If there is a later.

Fifteen minutes. He must have gotten sick shortly after he had left, the crust on his mouth was dry. But the bin at his desk was clean. Must have went to the bathroom.

And then come back.

Meaning he collapsed somewhen within a timeframe of 8 to 10 minutes.

To continue working.

He bit his lip.


He would later remember this stretch of time as a blur. Barely manageable worry and the frustration of helplessness. And the eternity of each second that passed until, at long last, his head snapped up as he trained his ears on the distant noises of approaching footsteps.

When the first medic stepped through the door, he felt a wave of relieve baptise him as he quickly stepped aside to give them space. Watched them lift his partner’s body onto the gurney. Followed them upstairs. Front seat of the ambulance. Instructed the driver to head straight to Kambe Hospital with the assurance of admission.

“HEUSC, clear the traffic to the hospital. Call Suzue.”




He only becomes aware of the waiting area he’s seated in, – square floor tiles. Hard, grey plastic chair – when he feels a soft pressure on his shoulder and the shuffling of a body next to him.


She hands him a paper cup with water from the dispenser. His mouth is dry, but he doesn't feel like drinking. Instead, he listens to her talking, half attentively, half distant. Something about calling the others and speaking to a nurse. CT scan. Hemorrhagic stroke. Endoscopic surgery. The words minimal invasive and considerably lucky stick to him. Ground him. High mortality and risk of recurrence sink to his stomach like a stone to the bottom of a lake. He takes a slow sip.

“… next 30 days will be critical, even if he makes it through surgery. But I’m sure the doctor will explain the prognosis to us in more detail.” She pauses, waiting for his reaction to the gravity of the information she shared.

A light tremor in his hands.
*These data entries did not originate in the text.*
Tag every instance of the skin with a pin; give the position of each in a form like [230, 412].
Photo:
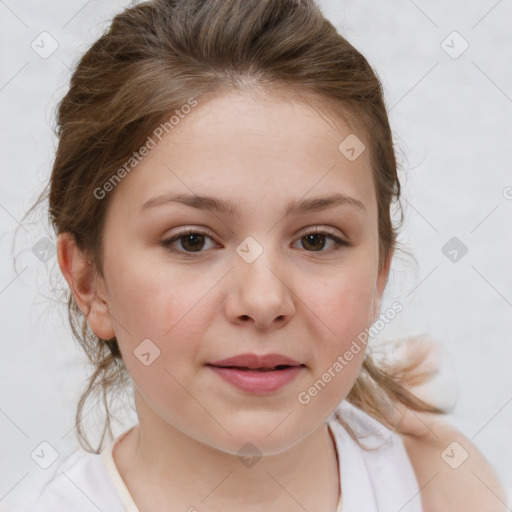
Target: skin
[260, 151]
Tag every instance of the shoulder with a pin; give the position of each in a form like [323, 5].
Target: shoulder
[452, 473]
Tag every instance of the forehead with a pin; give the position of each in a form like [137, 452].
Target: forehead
[254, 148]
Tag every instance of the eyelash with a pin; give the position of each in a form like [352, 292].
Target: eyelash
[340, 243]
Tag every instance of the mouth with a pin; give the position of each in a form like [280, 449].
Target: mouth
[258, 380]
[279, 367]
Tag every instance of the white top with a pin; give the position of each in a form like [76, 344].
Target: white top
[371, 481]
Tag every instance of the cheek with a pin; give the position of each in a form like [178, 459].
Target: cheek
[342, 304]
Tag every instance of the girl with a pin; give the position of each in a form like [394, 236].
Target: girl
[221, 194]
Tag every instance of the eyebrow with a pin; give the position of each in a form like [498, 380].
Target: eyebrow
[227, 207]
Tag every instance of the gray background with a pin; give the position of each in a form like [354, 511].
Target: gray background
[452, 119]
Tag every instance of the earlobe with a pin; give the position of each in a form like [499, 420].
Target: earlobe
[87, 287]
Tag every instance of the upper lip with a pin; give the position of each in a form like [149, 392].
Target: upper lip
[256, 361]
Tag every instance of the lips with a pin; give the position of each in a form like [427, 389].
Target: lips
[255, 362]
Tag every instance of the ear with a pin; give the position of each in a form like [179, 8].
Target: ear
[380, 285]
[87, 286]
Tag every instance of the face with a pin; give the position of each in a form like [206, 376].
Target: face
[255, 280]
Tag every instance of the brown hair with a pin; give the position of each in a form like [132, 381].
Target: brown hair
[157, 55]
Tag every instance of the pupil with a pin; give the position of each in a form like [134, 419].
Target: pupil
[193, 238]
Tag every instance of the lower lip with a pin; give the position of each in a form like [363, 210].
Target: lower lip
[258, 382]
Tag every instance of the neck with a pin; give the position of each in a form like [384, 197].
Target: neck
[160, 465]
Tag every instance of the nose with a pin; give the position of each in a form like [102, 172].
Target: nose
[260, 292]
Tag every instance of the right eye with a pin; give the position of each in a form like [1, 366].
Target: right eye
[191, 241]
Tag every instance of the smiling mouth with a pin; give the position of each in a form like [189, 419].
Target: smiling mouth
[246, 368]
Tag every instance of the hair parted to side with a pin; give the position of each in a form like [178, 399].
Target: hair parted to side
[152, 60]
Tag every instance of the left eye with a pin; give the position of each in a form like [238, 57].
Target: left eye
[192, 241]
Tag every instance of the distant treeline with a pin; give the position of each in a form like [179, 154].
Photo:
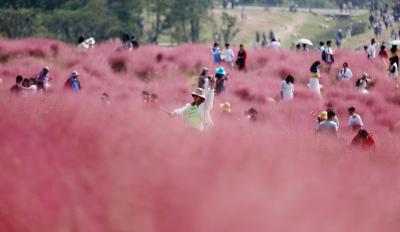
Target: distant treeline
[103, 19]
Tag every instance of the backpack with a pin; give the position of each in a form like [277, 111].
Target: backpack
[323, 56]
[393, 68]
[359, 82]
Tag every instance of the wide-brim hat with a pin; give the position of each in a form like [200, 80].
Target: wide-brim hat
[199, 92]
[90, 41]
[220, 71]
[226, 107]
[323, 116]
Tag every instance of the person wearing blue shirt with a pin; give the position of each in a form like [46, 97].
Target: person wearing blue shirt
[216, 52]
[73, 83]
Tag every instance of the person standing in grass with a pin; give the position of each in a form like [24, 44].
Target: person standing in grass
[371, 50]
[287, 88]
[220, 77]
[17, 87]
[355, 121]
[383, 53]
[202, 78]
[321, 46]
[44, 78]
[197, 114]
[327, 55]
[329, 127]
[364, 140]
[241, 61]
[229, 55]
[73, 83]
[314, 78]
[216, 53]
[345, 73]
[394, 64]
[363, 83]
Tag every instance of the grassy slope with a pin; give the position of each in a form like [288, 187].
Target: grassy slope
[287, 26]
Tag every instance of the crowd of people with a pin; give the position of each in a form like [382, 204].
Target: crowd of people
[198, 113]
[382, 17]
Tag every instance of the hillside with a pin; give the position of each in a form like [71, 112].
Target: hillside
[289, 26]
[70, 162]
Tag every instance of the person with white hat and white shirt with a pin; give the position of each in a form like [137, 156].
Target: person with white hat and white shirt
[198, 113]
[371, 50]
[73, 83]
[355, 121]
[229, 55]
[345, 73]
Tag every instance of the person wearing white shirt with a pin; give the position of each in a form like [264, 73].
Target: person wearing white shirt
[229, 55]
[197, 114]
[355, 121]
[287, 88]
[321, 46]
[371, 50]
[345, 73]
[363, 83]
[275, 44]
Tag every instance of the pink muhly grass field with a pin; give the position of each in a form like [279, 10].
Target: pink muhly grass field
[71, 163]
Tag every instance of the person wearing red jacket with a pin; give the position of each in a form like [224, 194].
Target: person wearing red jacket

Strange, he thinks, as he crumples the empty cup. He doesn’t remember ever having that.

She moves her touch from his shoulder down to his hand, locking her fingers with his. As she leans against his side, her face finally falls and her voice is suddenly very quiet.

“I’m so sorry, Daisuke-sama.”

She was honest and direct with him as ever. And he never settled for anything less than unpolished truths. So she always delivered.

He shoves his free hand into his jacket’s pocket, suddenly reminded of something foreign at its bottom. He takes it out, slowly, and turns it around in his fingers, admiring the unreality of the tiny object.

Suzue watches in perplexion as he slips the box into her palm and gently wraps his hand around it to close.

“I went back to the office to retrieve this. That’s how I found him.”

His voice sounds unusually thin and tired that it surprises him, too. He considers the moment when he stood in the parking lot not more than an hour ago, and what would have happened, had he not decided to turn back on a whim. They would have found him only in the morning.
He almost lost his friend.

Dread trickles from the thought into the fresh pit that forms in his chest and seeps into his gut like water into loam soil. So he looks forward again, and allows himself to focuses on the supporting squeeze of his cousin’s arms wrapping around his biceps, as both of them stare blankly ahead.

It is close to midnight when the door at the end of the hallway swings open and voices and hurried footsteps approach them, an underlying worry apparent in their rhythm.